Cameroun : l’émergence réelle d’un État de droit

Interrogé récemment sur les problèmes judiciaires auxquels font face certains de ses anciens collaborateurs, le chef de l’État camerounais Paul Biya a tenu à rappeler que la justice était totalement indépendante au Cameroun comme dans bon nombre de pays démocratiques et qu’il était de ce fait primordial de la laisser agir et d’accepter les résultats qui en sortent. Mais, il semblerait que tout le monde ne soit pas de cet avis. Ainsi, dans un communiqué diffusé le 18 juillet dernier, l’avocat français de Michel Thierry Atangana, l’ancien président du Comité de pilotage et de suivi des travaux des axes routiers Yaoundé Kribi et Ayos Bertoua accusé de détournement de fonds et prisonnier depuis 15 ans, parle de « simulacre de justice » en évoquant le cas de son client.

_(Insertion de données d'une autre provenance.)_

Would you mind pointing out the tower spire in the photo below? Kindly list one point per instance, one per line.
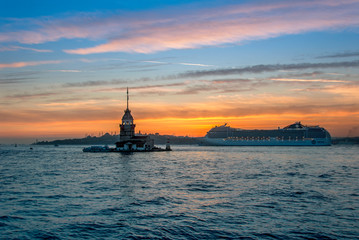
(127, 98)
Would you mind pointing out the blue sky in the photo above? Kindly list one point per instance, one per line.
(189, 65)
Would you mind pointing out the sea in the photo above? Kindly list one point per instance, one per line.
(192, 192)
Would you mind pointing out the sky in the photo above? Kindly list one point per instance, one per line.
(189, 65)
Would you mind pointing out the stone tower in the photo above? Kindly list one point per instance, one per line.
(127, 127)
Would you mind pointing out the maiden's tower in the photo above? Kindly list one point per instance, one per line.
(128, 140)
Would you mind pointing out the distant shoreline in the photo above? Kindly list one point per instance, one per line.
(159, 139)
(111, 139)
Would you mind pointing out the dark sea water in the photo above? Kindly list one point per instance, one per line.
(190, 193)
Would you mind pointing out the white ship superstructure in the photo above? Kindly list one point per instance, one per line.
(293, 135)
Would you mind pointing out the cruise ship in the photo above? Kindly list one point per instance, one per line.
(295, 134)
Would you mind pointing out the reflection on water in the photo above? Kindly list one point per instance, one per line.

Beaucoup de Camerounais citent souvent l’opération « Épervier » de lutte contre la corruption pour affirmer que le Cameroun est un État de non droit. Ils qualifient ainsi la mise en détention pour détournement de deniers publics de certaines personnalités ayant occupé de hautes fonctions au sein de l’appareil étatique, d’épuration politique visant à éliminer de potentiels concurrents de la course à la succession à la tête de l’État. Pourtant, lorsque ces mêmes personnalités ainsi accusées passent devant la justice camerounaise et qu’elles sont acquittées à l’image de l’ancien secrétaire général à la Présidence Jean-Marie Atangana, plus personnes n’en parle. Jean-Marie Atangana Mebara accusé de détournements et tentative de détournements de deniers publics et incarcéré depuis 2008, a été en effet déclaré le 3 mai dernier, non-coupable pour « faits non établis ». N’est-ce pas là, la preuve que la justice est bel et bien libre et indépendante dans le pays de Paul Biya ? Une justice qui ne fait que traduire le code de procédure pénale adopté il y a quelque temps et qui constitue, de l’avis même des spécialistes, une sérieuse avancée en matière de protection des libertés individuelles et des droits de l’homme.

Ce nouveau code de procédure pénale a en effet été adopté afin d’améliorer le fonctionnement de la justice et garantir la protection des libertés individuelles, l’intégrité physique et mentale, ainsi qu’un procès équitable, le respect de la présomption d’innocence, les conditions et les délais des gardes à vue, etc. De même, le Cameroun a également ratifié un certain nombre de conventions relatives aux droits de l’homme et mis en place une Commission nationale des droits de l’homme et des libertés qui publie chaque année un rapport sur l’état des droits de l’homme dans le pays. Soucieux de faire de son pays un État de droit, Paul Biya commence ainsi, dès les années 90, à mener une politique des droits de l’homme plus volontariste en consacrant une grande partie de sa politique à ce chantier des droits de l’homme afin de casser définitivement l’image dont souffre le Cameroun en la matière. Tout commence donc en 1990 avec l’adoption d’un certain nombre de lois qui constituent une sorte de charte des libertés pour le Cameroun. Parmi celles-ci, l’on peut citer la loi qui met fin à la détention pour les infractions à caractère politique, ce qui se traduit par la fin de prisonniers politiques dans le pays. Le non-respect des droits civils et politiques, les lenteurs et lourdeurs judiciaires, les mauvaises conditions de détention, l’impunité de certains agents publics, ne sont donc plus qu’un souvenir pour les Camerounais.